Mihaly Slocombe; statistics; standard deviation

This is another way of looking at the above infographs. It reveals that with practice we’re getting better at goals oriented planning. Like anything, the repetitive action of setting monthly invoicing targets is helping us get better at setting monthly invoicing targets. This is good news for Mihaly Slocombe.

And we’re done with the statistics mumbo-jumbo. The jellyheads may return.

Assembling all this data made me curious about our growth. I mentioned above the normalising effect of a larger team – the more work we do each month, the less likely we are to have wild swings in our invoicing. Would a more granular look at our performance, one that’s corrected for the changes in our team size, confirm this?

Mihaly Slocombe; staff; income

Yep, it does.

In 2015 and 2016 we completed around 180 billable hours each month. Last year we completed around 360, and this year we’ve so far completed around 560. The big jumps in the last two years are surely correlated to the reduction in our invoicing bandwidth.

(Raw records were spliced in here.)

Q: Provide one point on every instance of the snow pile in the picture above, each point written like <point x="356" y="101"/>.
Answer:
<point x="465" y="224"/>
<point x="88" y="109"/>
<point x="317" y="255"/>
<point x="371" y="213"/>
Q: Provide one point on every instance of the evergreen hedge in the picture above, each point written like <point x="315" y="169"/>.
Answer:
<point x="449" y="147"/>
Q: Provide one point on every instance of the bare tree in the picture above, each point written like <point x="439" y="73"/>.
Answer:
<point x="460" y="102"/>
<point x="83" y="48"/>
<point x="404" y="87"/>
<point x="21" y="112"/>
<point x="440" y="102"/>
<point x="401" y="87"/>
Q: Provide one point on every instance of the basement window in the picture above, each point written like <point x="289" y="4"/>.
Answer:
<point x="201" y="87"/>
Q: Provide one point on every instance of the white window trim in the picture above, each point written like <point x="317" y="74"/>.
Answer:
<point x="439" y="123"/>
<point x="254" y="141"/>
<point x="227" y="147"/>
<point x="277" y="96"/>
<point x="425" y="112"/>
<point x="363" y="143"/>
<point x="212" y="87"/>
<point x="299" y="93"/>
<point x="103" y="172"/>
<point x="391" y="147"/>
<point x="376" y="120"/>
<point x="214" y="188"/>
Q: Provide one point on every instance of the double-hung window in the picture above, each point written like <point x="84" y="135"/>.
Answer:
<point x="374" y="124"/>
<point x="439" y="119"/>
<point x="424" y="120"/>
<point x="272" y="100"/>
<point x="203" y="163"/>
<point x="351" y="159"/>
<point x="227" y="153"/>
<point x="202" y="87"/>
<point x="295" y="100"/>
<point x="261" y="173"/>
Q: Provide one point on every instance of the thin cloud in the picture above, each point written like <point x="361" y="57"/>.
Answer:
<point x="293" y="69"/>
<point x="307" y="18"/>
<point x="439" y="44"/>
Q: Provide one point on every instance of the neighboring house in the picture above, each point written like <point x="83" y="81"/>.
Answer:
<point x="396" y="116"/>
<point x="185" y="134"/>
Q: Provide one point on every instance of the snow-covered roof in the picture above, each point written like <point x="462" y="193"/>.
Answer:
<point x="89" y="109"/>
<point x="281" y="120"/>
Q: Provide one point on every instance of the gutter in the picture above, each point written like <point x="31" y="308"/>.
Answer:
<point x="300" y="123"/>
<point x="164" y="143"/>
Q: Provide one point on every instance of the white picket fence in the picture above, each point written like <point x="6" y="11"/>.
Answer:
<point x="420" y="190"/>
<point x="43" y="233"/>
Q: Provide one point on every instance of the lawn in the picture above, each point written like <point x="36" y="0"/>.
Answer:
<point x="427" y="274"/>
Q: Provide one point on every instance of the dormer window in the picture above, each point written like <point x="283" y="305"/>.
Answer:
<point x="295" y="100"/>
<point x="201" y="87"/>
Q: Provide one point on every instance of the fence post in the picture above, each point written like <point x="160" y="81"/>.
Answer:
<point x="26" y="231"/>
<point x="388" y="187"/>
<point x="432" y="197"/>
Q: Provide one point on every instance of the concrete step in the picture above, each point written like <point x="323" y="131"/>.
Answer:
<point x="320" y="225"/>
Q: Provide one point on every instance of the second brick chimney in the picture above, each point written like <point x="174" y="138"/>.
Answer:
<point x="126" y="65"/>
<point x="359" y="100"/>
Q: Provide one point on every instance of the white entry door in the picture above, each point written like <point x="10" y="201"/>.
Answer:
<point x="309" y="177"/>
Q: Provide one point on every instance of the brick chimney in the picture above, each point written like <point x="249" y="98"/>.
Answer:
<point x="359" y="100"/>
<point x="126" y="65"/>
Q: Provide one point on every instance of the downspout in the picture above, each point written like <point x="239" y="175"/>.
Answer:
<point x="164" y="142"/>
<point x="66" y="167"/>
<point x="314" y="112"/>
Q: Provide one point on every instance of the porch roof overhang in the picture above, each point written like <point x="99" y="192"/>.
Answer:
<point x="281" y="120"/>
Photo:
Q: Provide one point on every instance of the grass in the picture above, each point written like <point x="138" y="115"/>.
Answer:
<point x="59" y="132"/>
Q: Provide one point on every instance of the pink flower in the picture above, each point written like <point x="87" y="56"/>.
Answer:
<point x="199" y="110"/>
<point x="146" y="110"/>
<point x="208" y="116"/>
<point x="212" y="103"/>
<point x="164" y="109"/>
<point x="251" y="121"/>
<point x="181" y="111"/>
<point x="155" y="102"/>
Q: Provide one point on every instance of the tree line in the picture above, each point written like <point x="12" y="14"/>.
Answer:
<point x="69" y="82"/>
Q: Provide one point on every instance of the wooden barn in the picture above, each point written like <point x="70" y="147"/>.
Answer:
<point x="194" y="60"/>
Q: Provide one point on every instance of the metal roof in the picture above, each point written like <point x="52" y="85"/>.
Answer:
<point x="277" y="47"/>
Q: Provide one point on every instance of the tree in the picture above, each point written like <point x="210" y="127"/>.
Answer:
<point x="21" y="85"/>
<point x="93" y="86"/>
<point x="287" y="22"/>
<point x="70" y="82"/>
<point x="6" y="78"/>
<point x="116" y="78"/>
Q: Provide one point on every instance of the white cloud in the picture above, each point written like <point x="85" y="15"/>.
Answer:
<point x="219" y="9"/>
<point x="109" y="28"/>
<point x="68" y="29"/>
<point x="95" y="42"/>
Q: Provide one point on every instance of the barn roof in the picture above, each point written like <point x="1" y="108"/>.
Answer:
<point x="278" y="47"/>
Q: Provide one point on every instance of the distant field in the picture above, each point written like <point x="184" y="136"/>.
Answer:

Of course, a perfectly flat income graph isn’t Mihaly Slocombe’s raison d’être. But it is something I value. It means that the effort we’re expending working on our business (rather than in it) is paying off. It also means that the hypothesis we had four years ago – that goals oriented planning would help make our business more commercially viable and sustainable – was correct.


Footnotes

  1. Average monthly incomes are recalculated for each financial year.
  2. In a large population distributed normally, 68% of all values fall within a band that’s +/- one SD wide, 95% of all values fall within +/- two standard deviations, and 99.7% of all values fall within +/- three standard deviations. It’s the pithily named 68-95-99.7 rule.

Images

  1. Goals oriented planning; author’s own image.
  2. Invoicing, before GOP to current; author’s own image.
  3. Budget vs. actual, 2015 to current; author’s own image.
  4. Standard deviations; author’s own image.
  5. $ / team size; author’s own image.